Время, задержанное до выяснения - Шехтер Шимон (книги онлайн полные версии бесплатно TXT) 📗
Капитан раскрыл газету и начал читать. Читал он недолго.
— Простите, — обратился он к Юзефу. — Вы не могли бы сказать что вы думаете насчет того, что у нас в стране все еще существуют лица без родины?
— По этому вопросу, — отозвался Критик, который не хотел, чтобы Юзеф отвечал, — абсолютно так же, как и по всем остальным, я целиком и полностью разделяю точку зрения товарища Секретаря.
Но Юзеф, который жутко злился и на верзилу за то, что тот приставал к Марыле, и на толстяка, который удобно на него облокотился, и на пожилую гражданку, которая обсыпала его косточками, когда пыталась выбросить их в окно, сорвал свою злость на капитане, сказав:
— Читайте внимательно. Товарищ Секретарь говорит не о людях без родины, а о тех, у кого их две.
— О, это как мой двоюродный брат, — вмешалась пожилая гражданка. — У него сразу два паспорта: наш и советский.

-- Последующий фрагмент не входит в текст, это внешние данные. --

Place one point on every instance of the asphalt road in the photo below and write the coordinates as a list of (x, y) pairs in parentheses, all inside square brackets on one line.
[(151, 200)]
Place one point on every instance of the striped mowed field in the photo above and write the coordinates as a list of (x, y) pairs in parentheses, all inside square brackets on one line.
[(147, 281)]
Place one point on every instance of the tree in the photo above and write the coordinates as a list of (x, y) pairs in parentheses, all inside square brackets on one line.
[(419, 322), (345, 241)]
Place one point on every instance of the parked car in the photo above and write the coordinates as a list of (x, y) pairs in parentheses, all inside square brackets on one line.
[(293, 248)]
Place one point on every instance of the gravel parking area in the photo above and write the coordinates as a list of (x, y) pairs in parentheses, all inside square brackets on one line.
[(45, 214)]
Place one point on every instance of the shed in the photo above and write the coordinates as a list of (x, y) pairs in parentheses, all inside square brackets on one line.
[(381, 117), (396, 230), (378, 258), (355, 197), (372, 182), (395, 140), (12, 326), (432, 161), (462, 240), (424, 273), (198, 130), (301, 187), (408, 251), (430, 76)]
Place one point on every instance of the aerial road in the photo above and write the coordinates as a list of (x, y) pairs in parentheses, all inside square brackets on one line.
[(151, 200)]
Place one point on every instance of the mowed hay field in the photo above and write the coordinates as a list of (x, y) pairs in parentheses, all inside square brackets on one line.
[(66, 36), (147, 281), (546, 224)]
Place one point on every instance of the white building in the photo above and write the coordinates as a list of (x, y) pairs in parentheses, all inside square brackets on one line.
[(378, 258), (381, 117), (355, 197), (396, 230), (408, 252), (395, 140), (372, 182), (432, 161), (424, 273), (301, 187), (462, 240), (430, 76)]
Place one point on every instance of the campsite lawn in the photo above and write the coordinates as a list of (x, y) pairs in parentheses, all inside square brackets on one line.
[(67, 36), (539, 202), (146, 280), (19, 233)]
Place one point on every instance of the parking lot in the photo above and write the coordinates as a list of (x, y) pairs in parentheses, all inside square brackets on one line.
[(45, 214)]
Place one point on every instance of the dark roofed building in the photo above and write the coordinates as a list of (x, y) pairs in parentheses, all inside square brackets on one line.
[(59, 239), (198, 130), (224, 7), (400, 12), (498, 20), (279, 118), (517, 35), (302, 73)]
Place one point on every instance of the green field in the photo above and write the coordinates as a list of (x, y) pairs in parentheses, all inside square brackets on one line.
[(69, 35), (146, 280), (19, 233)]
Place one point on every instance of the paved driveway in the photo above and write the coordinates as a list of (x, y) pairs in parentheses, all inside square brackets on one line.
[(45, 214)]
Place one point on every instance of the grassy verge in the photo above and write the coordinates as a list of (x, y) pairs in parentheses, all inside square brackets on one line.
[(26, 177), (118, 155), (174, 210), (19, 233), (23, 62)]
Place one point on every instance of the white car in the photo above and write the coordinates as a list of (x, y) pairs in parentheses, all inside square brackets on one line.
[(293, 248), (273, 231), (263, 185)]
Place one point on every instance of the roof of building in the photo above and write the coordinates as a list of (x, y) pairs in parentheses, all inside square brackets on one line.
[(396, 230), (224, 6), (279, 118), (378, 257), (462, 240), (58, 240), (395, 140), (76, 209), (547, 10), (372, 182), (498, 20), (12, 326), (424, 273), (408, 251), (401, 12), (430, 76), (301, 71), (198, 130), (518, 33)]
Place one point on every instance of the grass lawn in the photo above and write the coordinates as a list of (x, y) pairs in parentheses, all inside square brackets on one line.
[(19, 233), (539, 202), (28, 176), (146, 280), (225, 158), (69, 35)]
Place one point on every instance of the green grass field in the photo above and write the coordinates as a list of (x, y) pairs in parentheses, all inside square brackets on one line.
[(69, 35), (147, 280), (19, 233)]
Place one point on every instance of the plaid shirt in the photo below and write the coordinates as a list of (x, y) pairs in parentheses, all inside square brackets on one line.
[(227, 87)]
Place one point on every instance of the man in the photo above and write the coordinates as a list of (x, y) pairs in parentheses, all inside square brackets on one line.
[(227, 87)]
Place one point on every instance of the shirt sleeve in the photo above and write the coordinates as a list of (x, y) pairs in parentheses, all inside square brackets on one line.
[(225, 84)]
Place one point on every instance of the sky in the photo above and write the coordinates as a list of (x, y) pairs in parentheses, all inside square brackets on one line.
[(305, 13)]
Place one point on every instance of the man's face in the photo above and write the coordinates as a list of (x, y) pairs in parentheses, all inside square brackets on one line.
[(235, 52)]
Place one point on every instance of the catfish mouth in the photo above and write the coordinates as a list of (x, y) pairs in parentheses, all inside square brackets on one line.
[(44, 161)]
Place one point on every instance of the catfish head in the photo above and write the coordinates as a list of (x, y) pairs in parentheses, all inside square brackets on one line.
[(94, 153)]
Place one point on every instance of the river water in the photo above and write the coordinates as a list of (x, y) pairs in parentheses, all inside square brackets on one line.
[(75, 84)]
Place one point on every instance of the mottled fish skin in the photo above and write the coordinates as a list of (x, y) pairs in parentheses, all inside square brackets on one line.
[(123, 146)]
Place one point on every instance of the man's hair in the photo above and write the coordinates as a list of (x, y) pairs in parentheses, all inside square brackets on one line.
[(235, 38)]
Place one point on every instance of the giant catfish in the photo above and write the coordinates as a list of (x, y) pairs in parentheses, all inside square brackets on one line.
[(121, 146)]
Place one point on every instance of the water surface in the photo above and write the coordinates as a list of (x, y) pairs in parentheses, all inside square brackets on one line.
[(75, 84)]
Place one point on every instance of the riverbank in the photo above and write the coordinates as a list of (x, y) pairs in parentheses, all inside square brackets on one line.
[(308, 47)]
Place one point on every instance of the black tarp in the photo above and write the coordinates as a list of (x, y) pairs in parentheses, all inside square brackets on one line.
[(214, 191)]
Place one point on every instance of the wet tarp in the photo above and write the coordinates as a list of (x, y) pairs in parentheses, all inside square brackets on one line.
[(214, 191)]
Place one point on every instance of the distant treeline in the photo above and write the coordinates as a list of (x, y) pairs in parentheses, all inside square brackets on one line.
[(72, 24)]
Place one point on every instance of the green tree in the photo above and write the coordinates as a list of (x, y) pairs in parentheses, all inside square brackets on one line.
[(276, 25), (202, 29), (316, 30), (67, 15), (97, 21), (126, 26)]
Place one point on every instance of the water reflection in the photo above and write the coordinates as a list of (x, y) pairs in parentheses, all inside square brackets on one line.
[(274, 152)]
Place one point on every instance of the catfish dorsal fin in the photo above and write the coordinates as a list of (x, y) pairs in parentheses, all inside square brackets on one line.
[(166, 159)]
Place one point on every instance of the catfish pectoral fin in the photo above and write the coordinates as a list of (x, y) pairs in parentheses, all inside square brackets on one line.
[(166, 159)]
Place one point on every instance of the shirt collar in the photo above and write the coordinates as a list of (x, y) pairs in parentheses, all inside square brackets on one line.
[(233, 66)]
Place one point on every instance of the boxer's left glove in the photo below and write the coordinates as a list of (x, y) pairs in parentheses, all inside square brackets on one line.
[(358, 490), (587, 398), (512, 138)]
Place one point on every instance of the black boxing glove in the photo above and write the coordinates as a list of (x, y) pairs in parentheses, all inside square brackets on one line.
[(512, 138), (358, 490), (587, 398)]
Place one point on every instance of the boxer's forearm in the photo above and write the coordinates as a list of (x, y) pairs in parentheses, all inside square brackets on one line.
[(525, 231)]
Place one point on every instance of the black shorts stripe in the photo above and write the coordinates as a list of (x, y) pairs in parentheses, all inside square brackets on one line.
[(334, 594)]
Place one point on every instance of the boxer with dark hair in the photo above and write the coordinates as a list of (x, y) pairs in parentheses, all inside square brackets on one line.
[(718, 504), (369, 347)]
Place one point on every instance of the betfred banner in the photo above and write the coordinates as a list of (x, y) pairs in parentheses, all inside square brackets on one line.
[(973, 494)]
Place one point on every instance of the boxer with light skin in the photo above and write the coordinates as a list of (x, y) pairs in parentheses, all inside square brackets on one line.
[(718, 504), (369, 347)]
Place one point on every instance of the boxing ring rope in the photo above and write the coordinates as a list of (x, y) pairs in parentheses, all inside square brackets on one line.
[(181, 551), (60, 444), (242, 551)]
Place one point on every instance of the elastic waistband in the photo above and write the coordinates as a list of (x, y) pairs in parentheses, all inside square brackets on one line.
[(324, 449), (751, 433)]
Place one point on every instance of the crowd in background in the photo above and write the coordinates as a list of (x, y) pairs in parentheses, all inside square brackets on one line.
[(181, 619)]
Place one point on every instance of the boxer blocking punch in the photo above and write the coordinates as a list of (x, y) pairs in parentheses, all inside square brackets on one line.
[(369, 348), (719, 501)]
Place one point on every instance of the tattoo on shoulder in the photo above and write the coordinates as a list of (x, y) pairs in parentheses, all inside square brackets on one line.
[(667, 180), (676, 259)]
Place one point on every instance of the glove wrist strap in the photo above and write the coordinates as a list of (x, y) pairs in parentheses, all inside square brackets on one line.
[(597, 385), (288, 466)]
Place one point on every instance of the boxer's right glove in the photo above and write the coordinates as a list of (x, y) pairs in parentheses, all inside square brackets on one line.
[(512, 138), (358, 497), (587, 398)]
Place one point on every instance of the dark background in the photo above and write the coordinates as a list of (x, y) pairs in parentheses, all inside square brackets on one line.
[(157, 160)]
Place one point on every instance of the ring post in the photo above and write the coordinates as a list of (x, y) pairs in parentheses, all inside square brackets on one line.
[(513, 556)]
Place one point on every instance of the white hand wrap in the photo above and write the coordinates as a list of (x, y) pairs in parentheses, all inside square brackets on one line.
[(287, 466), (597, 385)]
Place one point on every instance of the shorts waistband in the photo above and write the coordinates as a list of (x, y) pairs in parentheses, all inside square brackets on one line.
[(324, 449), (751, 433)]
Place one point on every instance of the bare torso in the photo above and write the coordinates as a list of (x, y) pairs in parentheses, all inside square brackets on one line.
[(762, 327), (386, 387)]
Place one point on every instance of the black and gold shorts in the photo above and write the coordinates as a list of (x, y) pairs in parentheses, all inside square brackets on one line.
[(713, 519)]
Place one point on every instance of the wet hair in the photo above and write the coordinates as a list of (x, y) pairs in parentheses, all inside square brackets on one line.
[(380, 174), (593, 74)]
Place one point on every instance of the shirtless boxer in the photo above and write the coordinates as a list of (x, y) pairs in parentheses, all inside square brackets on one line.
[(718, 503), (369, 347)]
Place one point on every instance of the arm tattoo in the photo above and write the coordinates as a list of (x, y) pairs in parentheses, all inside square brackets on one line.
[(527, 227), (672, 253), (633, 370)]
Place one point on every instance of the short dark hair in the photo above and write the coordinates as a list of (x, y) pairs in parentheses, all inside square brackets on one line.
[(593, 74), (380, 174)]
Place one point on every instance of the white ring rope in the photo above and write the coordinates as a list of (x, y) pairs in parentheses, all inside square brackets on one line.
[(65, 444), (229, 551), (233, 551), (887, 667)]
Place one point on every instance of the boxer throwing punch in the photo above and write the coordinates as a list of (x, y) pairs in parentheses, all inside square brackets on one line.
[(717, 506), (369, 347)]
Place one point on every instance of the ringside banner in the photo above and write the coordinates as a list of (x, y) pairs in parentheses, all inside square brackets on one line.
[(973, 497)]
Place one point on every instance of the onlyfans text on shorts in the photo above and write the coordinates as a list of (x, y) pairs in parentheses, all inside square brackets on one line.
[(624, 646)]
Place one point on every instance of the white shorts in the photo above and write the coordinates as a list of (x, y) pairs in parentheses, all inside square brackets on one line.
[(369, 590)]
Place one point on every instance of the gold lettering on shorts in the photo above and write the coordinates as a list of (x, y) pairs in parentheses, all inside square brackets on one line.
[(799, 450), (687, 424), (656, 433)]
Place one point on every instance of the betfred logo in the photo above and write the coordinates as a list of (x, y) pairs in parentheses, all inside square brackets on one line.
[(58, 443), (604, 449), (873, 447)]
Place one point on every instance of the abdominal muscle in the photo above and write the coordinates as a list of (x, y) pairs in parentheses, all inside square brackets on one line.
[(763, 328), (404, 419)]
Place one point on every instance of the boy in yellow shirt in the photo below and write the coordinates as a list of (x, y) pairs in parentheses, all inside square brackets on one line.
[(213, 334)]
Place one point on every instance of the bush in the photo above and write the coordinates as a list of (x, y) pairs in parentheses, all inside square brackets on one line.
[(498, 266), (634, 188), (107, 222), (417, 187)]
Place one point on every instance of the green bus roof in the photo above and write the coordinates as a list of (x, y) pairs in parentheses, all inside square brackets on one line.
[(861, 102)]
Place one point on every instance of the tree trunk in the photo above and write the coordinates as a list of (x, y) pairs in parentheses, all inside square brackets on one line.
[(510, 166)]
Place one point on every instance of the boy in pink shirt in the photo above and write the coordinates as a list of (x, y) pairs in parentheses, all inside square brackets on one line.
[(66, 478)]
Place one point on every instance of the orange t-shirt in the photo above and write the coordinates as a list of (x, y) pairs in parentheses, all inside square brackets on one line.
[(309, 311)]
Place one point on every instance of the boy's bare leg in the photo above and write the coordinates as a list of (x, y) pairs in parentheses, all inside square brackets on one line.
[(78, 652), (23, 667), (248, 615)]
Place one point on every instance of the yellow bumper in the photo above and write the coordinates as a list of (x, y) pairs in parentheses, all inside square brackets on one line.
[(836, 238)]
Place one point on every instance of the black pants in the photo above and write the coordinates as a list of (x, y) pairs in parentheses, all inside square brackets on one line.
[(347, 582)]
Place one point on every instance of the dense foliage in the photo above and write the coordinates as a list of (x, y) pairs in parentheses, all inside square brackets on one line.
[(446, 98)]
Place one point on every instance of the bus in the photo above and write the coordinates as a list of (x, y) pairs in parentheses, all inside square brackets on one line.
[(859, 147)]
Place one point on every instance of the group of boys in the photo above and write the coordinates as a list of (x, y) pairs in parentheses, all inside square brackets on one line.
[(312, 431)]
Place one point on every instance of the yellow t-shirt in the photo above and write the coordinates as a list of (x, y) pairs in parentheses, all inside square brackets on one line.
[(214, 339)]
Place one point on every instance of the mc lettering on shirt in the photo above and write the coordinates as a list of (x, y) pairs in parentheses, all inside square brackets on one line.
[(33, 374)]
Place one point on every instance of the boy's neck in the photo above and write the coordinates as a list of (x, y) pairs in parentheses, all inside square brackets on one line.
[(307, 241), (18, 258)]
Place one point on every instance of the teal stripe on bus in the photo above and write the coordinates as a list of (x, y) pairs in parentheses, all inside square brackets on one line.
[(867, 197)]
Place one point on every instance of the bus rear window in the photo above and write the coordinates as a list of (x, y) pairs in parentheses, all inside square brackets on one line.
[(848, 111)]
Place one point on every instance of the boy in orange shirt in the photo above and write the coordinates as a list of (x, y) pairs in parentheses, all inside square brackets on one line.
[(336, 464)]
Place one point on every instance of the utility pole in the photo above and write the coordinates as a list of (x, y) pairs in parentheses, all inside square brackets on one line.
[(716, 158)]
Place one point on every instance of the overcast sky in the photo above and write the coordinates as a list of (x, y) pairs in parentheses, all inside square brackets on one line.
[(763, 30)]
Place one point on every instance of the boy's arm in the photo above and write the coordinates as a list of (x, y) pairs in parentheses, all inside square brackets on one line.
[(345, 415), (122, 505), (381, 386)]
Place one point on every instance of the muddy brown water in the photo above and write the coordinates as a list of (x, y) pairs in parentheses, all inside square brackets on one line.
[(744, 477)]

Так что он каждый год может ездить в Сочи отдыхать. Но как-то он мне сказал, что отдаст их оба за один американский.
— У англичан, — добавил толстяк, — до первой мировой войны вообще не было паспортов. Если народ высококультурен, то нет нужды следить за ним на каждом шагу.
У него внутренняя дисциплина, которой мы можем только позавидовать.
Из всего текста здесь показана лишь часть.